Conclusion du chapitre

Ce chapitre utilise les prévisions globales de transport de marchandises issues de la combinaison des modèles E et Q pour prévoir la demande de transport de marchandises à travers les Alpes grâce au modèle de répartition et d’affectation de LTF. Cet exercice permet de corriger les prévisions de LTF en considérant des volumes de transport à horizon 2015 et 2030 plus réalistes que les prévisions LTF. Les volumes de transport prévus par le présent modèle de prévision sont inférieurs d’envrion vingt pour-cent aux volumes de transport prévus par le modèle LTF (Figure 48). Ce phénomène s’explique par des volumes globaux de transport de marchandises plus faibles prévus par le modèle E+Q.

Figure 48. La demande de transport à travers le Nord des Alpes françaises (situation de référence et inflexion du partage modal)

Si les volumes de transport de marchandises estimés en suivant les prévisions E+Q sont plus faibles que les prévisions LTF, il s’avère toutefois difficile d’écarter l’hypothèse d’une saturation des infrastructures de transport routier à travers les Alpes du Nord. Ces prévisions postulent donc une augmentation de la demande de transport de marchandises à travers le Nord des Alpes françaises. Cette évolution représente une rupture par rapport aux évolutions observées ces dix dernières années ou la fin des modifications des affectations du transit nord-européen observées depuis 1994 (Annexe 5). La stabilité de la demande de transport de marchandises est d’ailleurs un facteur d’incertitude supplémentaire pour les prévisions.

La principale conclusion de ce chapitre concerne donc le risque de voir la demande de transport à travers les tunnels routier français dépasser la capacité de ces derniers autour de 2015. En revanche, les prévisions écartent l’hypothèse d’une saturation des infrastructures de transport ferroviaire avant 2025. Il peut alors apparaître paradoxal d’avancer la saturation des infrastructures de transport routier de marchandises pour justifier la réalisation d’une nouvelle liaison ferroviaire entre Lyon et Turin.

Ce paradoxe s’explique par l’introduction du service d’autoroute ferroviaire. Il est en effet suggéré d’utiliser les capacités inexploitées des infrastructures de transport ferroviaire en mettant en place un service d’autoroute ferroviaire à grande échelle. En considérant qu’un service de ce type puisse attirer une part importante de flux de transport routier de marchandises, l’utilisation des infrastructures de transport ferroviaire peut retarder de quelques années la saturation des tunnels français à travers les Alpes.

Il apparaît alors que la demande totale de transport terrestre à travers les Alpes dépasse la capacité globale des infrastructures existantes autour de l’année 2020. A partir cette date, les capacités des infrastructures de transport ferroviaires sont épuisées.
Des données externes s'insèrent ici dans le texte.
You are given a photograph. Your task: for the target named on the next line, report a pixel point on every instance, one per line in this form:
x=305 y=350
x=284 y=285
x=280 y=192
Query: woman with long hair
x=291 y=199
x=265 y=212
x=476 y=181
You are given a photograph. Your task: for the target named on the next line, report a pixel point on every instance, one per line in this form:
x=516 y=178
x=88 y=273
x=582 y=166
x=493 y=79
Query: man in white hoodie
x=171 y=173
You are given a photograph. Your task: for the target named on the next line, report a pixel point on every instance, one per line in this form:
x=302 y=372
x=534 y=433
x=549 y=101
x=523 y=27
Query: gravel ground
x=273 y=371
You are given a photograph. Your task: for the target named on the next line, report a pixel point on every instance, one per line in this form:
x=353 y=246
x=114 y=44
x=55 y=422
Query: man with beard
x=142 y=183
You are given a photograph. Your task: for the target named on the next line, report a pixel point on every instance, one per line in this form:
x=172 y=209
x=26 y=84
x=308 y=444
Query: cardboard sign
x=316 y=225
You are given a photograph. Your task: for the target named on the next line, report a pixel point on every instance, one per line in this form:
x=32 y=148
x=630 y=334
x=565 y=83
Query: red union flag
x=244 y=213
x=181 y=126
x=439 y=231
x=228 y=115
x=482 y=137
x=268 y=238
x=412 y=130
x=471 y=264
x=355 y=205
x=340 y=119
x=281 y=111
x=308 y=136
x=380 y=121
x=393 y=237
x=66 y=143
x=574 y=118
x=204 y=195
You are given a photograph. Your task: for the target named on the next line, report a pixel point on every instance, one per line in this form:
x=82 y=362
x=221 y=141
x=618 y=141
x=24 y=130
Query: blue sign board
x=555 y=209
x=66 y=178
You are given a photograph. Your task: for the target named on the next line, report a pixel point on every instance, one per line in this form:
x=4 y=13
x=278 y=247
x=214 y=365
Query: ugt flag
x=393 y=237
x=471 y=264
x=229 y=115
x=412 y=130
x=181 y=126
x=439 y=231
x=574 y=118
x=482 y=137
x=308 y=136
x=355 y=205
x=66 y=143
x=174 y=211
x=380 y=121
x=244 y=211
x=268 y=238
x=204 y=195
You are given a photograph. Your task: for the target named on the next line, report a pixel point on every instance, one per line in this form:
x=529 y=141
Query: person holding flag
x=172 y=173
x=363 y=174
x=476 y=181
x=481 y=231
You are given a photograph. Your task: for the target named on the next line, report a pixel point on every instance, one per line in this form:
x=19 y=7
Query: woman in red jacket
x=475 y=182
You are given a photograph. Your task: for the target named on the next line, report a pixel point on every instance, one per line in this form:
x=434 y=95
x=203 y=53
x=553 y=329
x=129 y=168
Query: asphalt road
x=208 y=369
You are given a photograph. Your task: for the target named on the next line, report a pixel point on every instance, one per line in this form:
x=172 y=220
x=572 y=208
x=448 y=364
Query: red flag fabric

Il est alors nécessaire d’envisager la réalisation d’une nouvelle infrastructure de transport pour éviter une saturation des infrastructures de transport existantes. La réalisation d’une nouvelle infrastructure de transport ferroviaire à travers les Alpes françaises autour de 2020 est alors justifiée si le service d’autoroute ferroviaire se révèle être une alternative crédible au transport routier. Ce raisonnement introduit cependant un ensemble d’hypothèses dont certaines méritent d’être soulignées comme autant de facteurs d’incertitude.

Le premier facteur d’incertitude concerne l’affectation des flux de transit nord-européen. Le modèle postule en effet la fin des phénomènes de réaffectation des flux de transit nord-européen observés depuis une dizaine d’années (Annexe 5). En particulier, le modèle suppose que la stabilité observée du transport routier de marchandises à travers la France va s’arrêter. Cette hypothèse suppose que les traversées routières françaises captent la croissance des flux de transport en transit nord-européen, ce qu’elles ne font plus depuis une décennie.

Un second facteur d’incertitude est relatif à l’impact des nouvelles infrastructures de transport ferroviaire à travers la Suisse d’ici 2016. Les effets de ces infrastructures étant a priori difficilement modélisables, les modèles d’affectation et de répartition de LTF ne rendent pas compte de ces effets. L’influence des infrastructures suisses sur l’affectation du transport ferroviaire est peut-être sous-estimée par le modèle de prévision d’où un second facteur d’incertitude.

Enfin, la dernière interrogation est liée à la capacité de l’autoroute ferroviaire à attirer une part significative de la demande de transport routier de marchandises. Il est délicat de modéliser a priori ce phénomène compte tenu de la rareté des expériences de ce type à très grande échelle. Et de rappeler, pour conclure ce chapitre, que ces trois facteurs d’incertitude sont autant de raisons pouvant remettre en question les conclusions du présent chapitre.